EIM Tuning - Reference

What is EIM

EIM is a data loading tool that reads data from EIM tables (staging table) and Inserts/Updates/Deletes data in/from Siebel base tables.
 

Why EIM tuning is important

  • Data conversion process is often underestimated and becomes bottleneck reaching go-live date.
  • The slow initial data conversion could result into large amount of delta updates to catch-up.
  • The incremental data loads – if not tuned and tested properly could overrun the nightly batch processing window. Running large batch process with large number of on-line users can hurt on-line user response time.

Myths 

  • The database tools (Sql*Loader, BCD etc) can be used to load base tables.
  • EIM is very slow and we should write our own programs to load Siebel base tables.
  • Since EIM can be used to load data in Siebel database, no tuning efforts are required.
  • No Database tuning and close DBA support is required since EIM is being used to load data.
  • Siebel Server with number of CPUs and large amount of memory is required to run EIM jobs.

Facts 

  • EIM can load millions of rows per hour if tuned properly.
  • EIM satisfies referential integrity requirements for Siebel base tables.
  • The data quality greatly effects EIM performance.
  • EIM is more Database server intensive than it is Application Server intensive.

What can be tuned
 

  • The initial data loading process (IDL)
  • The incremental data loading process (delta)
  • Database tuning
  • Disk storage tuning
  • The EIM process

Tuning Process

  • Ensure that legacy/feeder systems are providing the required data.
  • Ensure data quality – Most common issue is duplicate data.
  • Ensure correct EIM mapping. Engage Siebel ES for EIM mapping review.
  • Tune Pre-EIM processing. i.e. getting data from feeder system, data cleansing, ftp/copy and loading data in EIM tables.
  • If tuned properly – EIM processing represents not more then 25 – 50% of total data conversion time.
  • Don’t forget reconciliation for drop outs.

Critical Resources

  • Business Analyst – To verify EIM mappings.
  • Database Administrator.
  • EIM resource.
  • Testing Team.
  • Programs from legacy/feeder systems to generate input files for EIM.
  • Technical Architect.
  • If the amount of data is too high – Siebel Expert Services.

Tuning EIM = Tuning I/O

  • By reducing I/O
  • By balancing I/O
  • By fast read and write
  • By reducing operation time

Process Design

 

  • Keep number of rows in EIM tables to a reasonable level (i.e. only those rows that are being currently processed).
  • Number of rows in EIM table will depend upon total number of rows that needs to be processed.
  • For large EIM jobs (more then 10 million for single EIM table), consider using EIM shadow tables.
  • Review and thoroughly test pre-processing.

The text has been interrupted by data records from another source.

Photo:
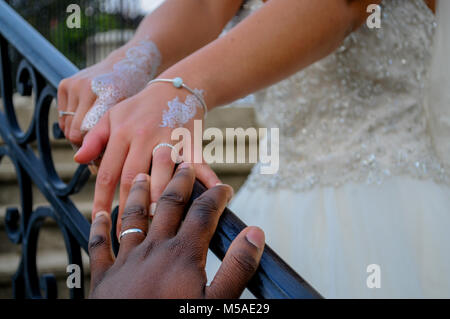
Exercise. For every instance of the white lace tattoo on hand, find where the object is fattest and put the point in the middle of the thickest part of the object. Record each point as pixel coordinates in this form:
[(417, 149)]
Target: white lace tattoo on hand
[(129, 76), (180, 113)]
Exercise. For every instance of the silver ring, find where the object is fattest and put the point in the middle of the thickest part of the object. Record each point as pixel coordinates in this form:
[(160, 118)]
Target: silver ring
[(131, 230), (63, 113), (161, 145)]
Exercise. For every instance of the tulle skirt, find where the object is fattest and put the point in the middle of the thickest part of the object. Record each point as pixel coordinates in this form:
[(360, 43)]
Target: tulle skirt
[(358, 240)]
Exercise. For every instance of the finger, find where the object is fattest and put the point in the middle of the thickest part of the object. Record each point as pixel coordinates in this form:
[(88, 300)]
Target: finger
[(94, 142), (162, 172), (206, 175), (138, 161), (172, 203), (71, 107), (62, 101), (239, 265), (86, 102), (109, 172), (135, 215), (100, 251), (202, 218)]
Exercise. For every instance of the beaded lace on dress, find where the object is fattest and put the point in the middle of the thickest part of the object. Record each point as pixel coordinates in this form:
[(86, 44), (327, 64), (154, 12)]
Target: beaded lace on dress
[(358, 114)]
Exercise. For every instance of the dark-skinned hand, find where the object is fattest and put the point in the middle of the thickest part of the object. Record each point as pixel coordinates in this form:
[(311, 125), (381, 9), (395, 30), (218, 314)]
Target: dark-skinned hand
[(168, 260)]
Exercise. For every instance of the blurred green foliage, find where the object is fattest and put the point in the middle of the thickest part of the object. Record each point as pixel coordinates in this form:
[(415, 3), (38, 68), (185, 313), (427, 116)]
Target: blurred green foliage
[(49, 18)]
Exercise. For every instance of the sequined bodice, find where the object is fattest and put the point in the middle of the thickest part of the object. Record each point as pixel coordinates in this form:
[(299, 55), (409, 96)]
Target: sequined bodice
[(358, 113)]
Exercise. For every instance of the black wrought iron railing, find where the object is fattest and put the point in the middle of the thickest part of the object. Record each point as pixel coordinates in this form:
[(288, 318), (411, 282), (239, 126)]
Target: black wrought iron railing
[(40, 70)]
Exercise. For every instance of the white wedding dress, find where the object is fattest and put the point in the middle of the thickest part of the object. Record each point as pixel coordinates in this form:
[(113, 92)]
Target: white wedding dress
[(358, 181)]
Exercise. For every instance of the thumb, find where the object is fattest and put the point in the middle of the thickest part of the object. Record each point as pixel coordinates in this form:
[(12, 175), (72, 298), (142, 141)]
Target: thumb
[(94, 142), (239, 265)]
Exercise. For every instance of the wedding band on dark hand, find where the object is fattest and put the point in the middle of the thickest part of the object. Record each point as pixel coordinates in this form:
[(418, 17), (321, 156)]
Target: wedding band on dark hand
[(161, 145), (130, 231), (64, 113)]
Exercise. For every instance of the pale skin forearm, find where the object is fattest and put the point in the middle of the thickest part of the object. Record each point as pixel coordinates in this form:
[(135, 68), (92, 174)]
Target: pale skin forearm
[(281, 38), (180, 27)]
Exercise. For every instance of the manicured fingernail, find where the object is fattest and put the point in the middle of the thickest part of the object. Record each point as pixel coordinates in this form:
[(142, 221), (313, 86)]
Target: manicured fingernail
[(256, 237), (101, 213), (231, 188), (76, 154), (153, 209), (185, 165), (93, 169), (141, 177)]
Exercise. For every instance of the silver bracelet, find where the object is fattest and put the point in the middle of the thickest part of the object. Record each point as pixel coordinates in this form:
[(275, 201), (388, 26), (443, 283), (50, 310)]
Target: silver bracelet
[(178, 83)]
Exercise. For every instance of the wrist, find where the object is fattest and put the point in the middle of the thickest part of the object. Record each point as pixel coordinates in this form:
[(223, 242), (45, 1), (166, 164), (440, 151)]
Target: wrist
[(175, 107)]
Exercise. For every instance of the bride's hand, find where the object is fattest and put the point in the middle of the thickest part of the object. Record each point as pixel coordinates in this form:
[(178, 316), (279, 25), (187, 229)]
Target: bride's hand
[(129, 132), (92, 91), (75, 95)]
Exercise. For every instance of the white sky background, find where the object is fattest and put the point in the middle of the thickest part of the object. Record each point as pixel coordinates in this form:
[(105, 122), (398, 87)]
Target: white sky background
[(149, 5)]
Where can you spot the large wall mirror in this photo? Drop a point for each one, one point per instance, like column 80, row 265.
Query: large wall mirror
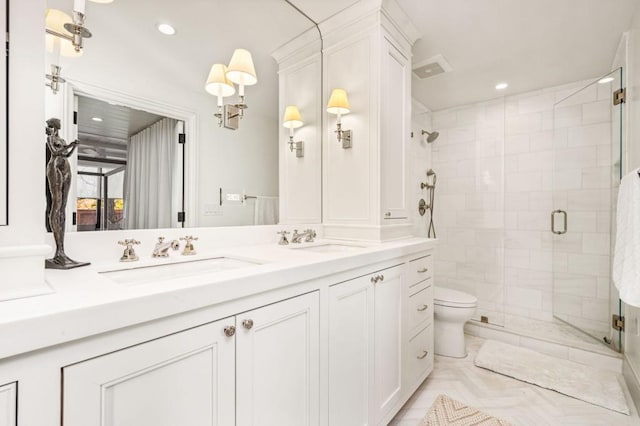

Reducing I/O in pre-processing 

  • Use direct insert operation for pre-processing and to load data in EIM tables.
  • For initial data loads; consider turning off archive logging (Oracle: Archive logs, DB2: turn off table logging).
  • Consider using a different database for pre-processing (Other then loading EIM tables).
  • Never do record by record processing between two databases.

Tuning IFB

 

  • Configuration file is read by EIM to determine following
  • Process to perform
  • Import, Export, Delete, Merge, Update.
  • Interface and Base tables used and affected
  • Other parameters used for EIM processing
  • Default file ‘Default.IFB” contains useful example
  • Default file is available in Siebel_server\admin directory
  • Only Base Tables
  • Only Base Columns
  • Update Rows = False (When the job is insert only)
  • Insert Rows = False (When the job is update only)
  • Separate Insert and Update operations
  • Use SQLPROFILE parameter to list most expensive SQL statements.

Profiling


The SQLPROFILE lists most expensive SQL statement along with run time and summary.  SQLPROFILE is set by specifying output file name in header section of IFB file.

 TO Set SQLPROFILE
 SQLPROFILE = “C:\temp\EIM_SQL.txt”

 SQL Trace
 Set SQL trace level to 8 while running EIM Tasks during the tuning phase.

I/O Balancing

  • EIM will generate tremendous amount of I/O. The EIM throughput is directly related to I/O capabilities of your database server and storage array.
  • Database layout should distribute I/O on multiple disks/spindles to reduce I/O bottleneck.
  • Install EIM tables and EIM table’s indexes on a separate I/O channel from Siebel base tables and Siebel Base table indexes.
  • For initial data load on turn off Archive logs to reduce I/O.
  • For initial data load make sure that Docking Transaction for Mobile users is set to FALSE.

Basic Tuning

  • Find out the most optimum batch size.
  • Generally speaking – for Insert operation start with 10,000 rows per batch. For update, start with 5000 rows per batch and for delete operations, start with 2000 rows per batch.
  • The most optimum batch size will differ from table to table.
  • Try large batch size for smaller tables (tables with fewer columns) and smaller batch size for larger tables (tables with large number of columns).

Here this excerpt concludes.